Exploring Aso Kumamoto

Exploring Aso Kumamoto

Life on the edge of the Earth


credit takahiro taguchi

Do you know the feeling you experience at the top of a roller coaster? That split second after you lose the battle with gravity and sense the world slipping from beneath you? Those nanoseconds of weightless ecstasy that truly make you feel alive? It’s a type of sensation that’s fleeting and difficult to intentionally induce. But what if we told you there’s a place on Earth that achieves just that?

Aso is a small city located in the northeastern part of Kumamoto Prefecture on Kyushu Island. You might have heard of it for being the home of Japan’s largest active volcano, Mount Aso, or for the massive ancient 120-kilometer perimeter caldera that cradles the city. Whatever the case may be, there’s a quiet awe about Aso that must be witnessed to be believed.

Aso, Kumamoto

One of Aso’s most significant and unexpected attractions is its vast expanse of man-made grasslands. You might be thinking, “Grasslands? What’s so special about them?” It may sound peculiar to assert that certain grasslands can evoke more reverence than an actual active volcano, but this is no ordinary grass. Aso’s grasslands were originally cultivated over 1,000 years ago by early settlers who used the land for grazing cattle. These lands continue to preserve centuries of culture and ritual.

The green carpets sprawl along the rim and cascade down the steep 1,592-meter-tall cliffs of the caldera before disappearing into the dense woodlands that enfold the surrounding area. The elevation at the parts of the rim closest to the volcano is high enough to ascend above the clouds. With the ground below hidden from sight, standing amidst the lush, undulating green hills that stretch into the horizon imparts the sensation of being transported to an alien planet.

To sustain these grasslands and prevent their absorption into the forests, local people observe the yearly tradition of Noyaki, the controlled burning of the grasslands, in early spring. Burning the grass not only repels forest encroachment but also maintains the land’s health and facilitates the growth of fresh grass for both cattle and other animals dependent on the grasslands for survival.

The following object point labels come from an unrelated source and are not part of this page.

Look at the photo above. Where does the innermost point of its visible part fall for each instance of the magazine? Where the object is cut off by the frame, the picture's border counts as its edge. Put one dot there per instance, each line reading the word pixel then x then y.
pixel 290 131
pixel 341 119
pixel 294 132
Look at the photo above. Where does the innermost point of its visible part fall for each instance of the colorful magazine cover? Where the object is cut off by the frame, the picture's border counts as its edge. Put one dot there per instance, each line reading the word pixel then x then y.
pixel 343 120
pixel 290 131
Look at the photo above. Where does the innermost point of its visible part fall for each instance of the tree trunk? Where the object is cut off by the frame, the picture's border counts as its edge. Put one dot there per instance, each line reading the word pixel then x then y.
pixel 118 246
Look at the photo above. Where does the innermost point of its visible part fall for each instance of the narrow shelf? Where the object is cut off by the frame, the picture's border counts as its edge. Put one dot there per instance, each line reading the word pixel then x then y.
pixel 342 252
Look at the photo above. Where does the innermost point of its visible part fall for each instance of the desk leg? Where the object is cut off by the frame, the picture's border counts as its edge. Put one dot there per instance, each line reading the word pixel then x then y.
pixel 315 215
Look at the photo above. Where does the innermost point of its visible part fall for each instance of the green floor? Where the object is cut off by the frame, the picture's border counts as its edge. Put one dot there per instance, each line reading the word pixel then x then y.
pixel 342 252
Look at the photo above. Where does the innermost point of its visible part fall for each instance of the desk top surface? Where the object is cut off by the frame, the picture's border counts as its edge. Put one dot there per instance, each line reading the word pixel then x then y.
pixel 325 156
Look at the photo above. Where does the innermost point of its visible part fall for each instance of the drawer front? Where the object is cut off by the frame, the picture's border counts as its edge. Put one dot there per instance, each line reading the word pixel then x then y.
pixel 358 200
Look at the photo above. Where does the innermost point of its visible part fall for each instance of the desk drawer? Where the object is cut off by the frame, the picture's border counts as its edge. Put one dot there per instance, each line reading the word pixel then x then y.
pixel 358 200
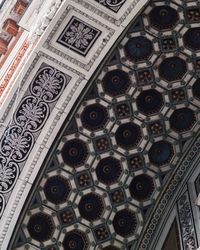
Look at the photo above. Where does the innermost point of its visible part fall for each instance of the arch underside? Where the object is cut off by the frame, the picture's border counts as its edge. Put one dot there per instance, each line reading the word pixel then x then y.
pixel 124 165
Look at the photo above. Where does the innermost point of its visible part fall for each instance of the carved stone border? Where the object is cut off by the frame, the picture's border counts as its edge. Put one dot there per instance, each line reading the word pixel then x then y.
pixel 18 196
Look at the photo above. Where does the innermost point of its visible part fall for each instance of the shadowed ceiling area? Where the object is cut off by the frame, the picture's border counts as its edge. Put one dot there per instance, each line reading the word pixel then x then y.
pixel 122 141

Here isn’t merely employed for cattle grazing. As Aso’s population dwindles, maintaining the area becomes more challenging each year, leading to the gradual shrinking of the grasslands. In order to preserve Aso’s lands and unique culture, the locals have opened certain areas of the land for recreational activities that all nature lovers and thrill-seekers alike are sure to enjoy.

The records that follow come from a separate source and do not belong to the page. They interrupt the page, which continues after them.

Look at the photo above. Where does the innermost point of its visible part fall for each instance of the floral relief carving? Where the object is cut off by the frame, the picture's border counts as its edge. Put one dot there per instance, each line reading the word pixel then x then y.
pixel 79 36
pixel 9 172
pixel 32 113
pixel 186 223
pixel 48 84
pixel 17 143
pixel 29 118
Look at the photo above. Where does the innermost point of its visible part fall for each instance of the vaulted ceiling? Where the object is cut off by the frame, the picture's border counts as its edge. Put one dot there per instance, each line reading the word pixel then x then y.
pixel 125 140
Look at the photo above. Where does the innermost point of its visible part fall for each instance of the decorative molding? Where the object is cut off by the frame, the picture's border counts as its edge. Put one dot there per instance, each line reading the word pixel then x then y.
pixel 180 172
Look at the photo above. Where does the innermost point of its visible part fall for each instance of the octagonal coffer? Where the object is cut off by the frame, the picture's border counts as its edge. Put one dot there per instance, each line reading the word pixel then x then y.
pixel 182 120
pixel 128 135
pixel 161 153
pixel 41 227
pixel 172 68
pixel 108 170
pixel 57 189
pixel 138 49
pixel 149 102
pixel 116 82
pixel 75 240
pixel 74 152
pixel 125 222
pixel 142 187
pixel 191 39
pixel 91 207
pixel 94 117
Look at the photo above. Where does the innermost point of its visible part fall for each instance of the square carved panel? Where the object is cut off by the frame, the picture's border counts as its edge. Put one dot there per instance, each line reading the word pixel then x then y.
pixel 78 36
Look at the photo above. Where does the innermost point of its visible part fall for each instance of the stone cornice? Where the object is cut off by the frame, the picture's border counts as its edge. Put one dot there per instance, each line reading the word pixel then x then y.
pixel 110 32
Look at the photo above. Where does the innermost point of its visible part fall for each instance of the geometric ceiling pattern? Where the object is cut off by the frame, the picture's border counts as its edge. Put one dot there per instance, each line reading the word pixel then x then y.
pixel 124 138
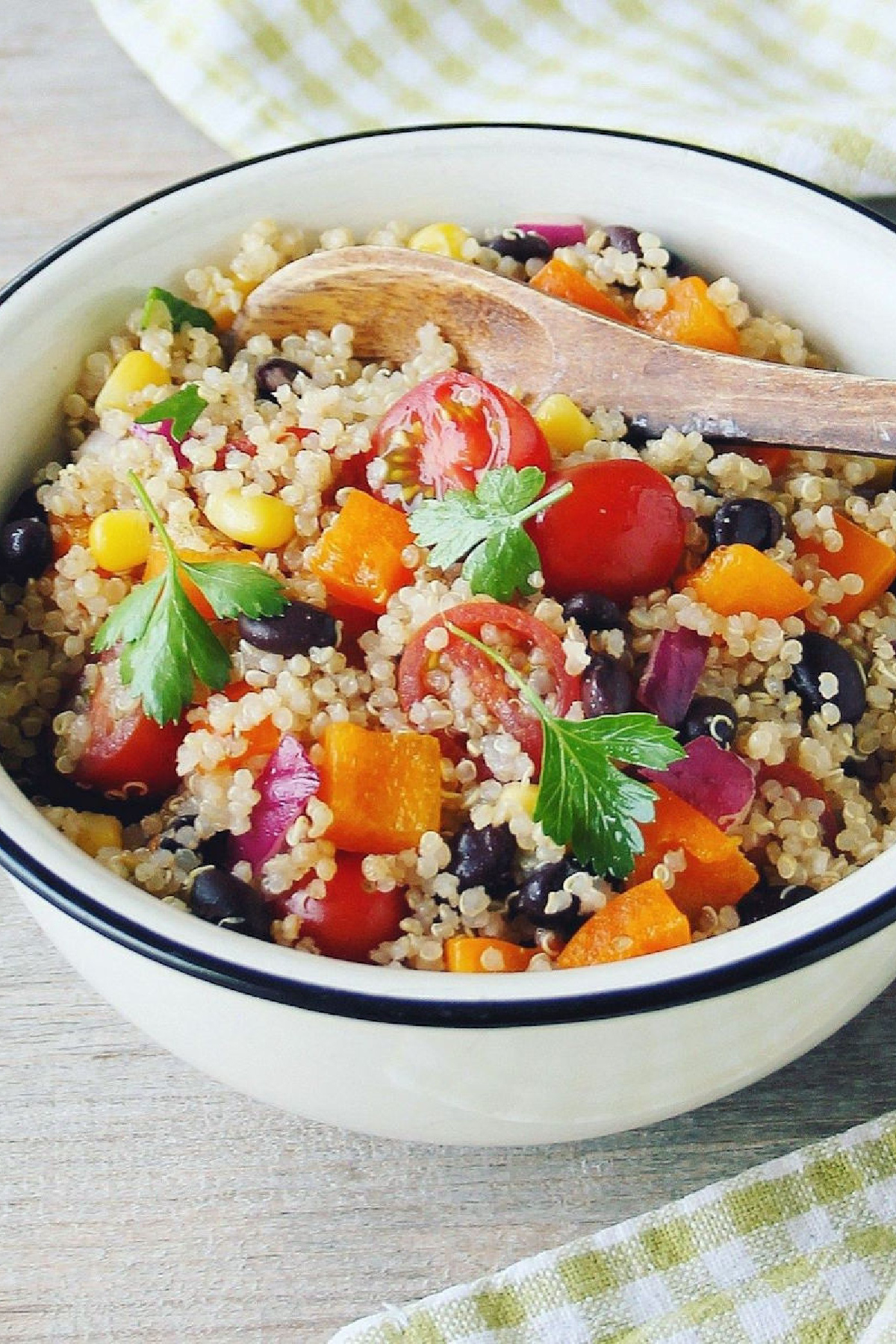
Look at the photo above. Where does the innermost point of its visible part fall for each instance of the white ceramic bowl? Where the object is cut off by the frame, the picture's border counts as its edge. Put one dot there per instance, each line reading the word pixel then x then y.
pixel 462 1060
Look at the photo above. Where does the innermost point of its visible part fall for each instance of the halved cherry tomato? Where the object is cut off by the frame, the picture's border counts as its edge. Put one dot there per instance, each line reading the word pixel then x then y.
pixel 621 531
pixel 127 756
pixel 487 680
pixel 444 435
pixel 352 918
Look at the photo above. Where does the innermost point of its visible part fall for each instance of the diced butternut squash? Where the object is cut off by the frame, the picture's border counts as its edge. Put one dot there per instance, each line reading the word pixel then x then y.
pixel 637 921
pixel 691 317
pixel 860 554
pixel 566 428
pixel 741 578
pixel 564 281
pixel 132 374
pixel 485 954
pixel 716 873
pixel 158 561
pixel 359 557
pixel 385 789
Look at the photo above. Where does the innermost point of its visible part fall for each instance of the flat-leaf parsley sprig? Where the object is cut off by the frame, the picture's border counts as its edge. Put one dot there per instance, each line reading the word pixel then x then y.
pixel 487 527
pixel 585 800
pixel 166 644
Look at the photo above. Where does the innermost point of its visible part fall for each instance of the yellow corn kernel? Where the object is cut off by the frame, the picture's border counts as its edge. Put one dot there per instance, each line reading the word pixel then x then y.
pixel 514 800
pixel 566 428
pixel 94 831
pixel 134 371
pixel 441 240
pixel 120 539
pixel 260 520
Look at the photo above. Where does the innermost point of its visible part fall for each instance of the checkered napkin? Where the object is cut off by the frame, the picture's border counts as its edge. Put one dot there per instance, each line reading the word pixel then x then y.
pixel 806 85
pixel 801 1250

For summer activities Metropolis recommends visiting the Yumedaichi Green Valley Ranch for an exclusive horseback riding adventure through the privately owned grasslands. Soak up the majestic landscape, eat lunch and try your hand and making traditional Aso rope out of dried grass. After you get acquainted with the terrain, we recommend checking out あそBe隊 (Asobitai) for their guided e-biking, repelling, and trekking tours. Be warned, these tours are not for the faint of heart.

Bike around the sharp lip of the caldera and weave in and out of exclusive trails and viewing locations that you’d never have access to otherwise. あそBe隊’s head tour guide and representative, Yoshifumi Usui is the quintessential jack-of-all-trades. A retired Aso firefighter, mountain rescuer and current ski instructor among other things, Usui knows his way around the nooks and crannies of the caldera so you are sure to be in good hands no matter which tour you choose. 

After a full day of exploring Aso’s natural wonders, take the time to stretch your muscles and relax in your own secluded kashikiri buro, or personal hot spring bath, in Aso’s only luxury hotel Hoshino Resorts KAI Aso. The ryokan is perfect for those looking to enjoy the romantic atmosphere and crisp Aso air with a bit more privacy. With only twelve stand-alone villas equipped with their own bath, there is no better getaway to punctuate your Aso adventures. 

Aso doesn’t just have things to do in the summer, there is always something to do in the colder months. Whether it’s skiing through the clouds, hiking to frozen waterfalls or participating in Kurokawa‘s annual Yu Akari Illumination where guests can take a dip in the hot spring while taking in the display of handcrafted lanterns display against the backdrop of winter, you are bound to find the thrill you’re looking for at Aso, Kumamoto.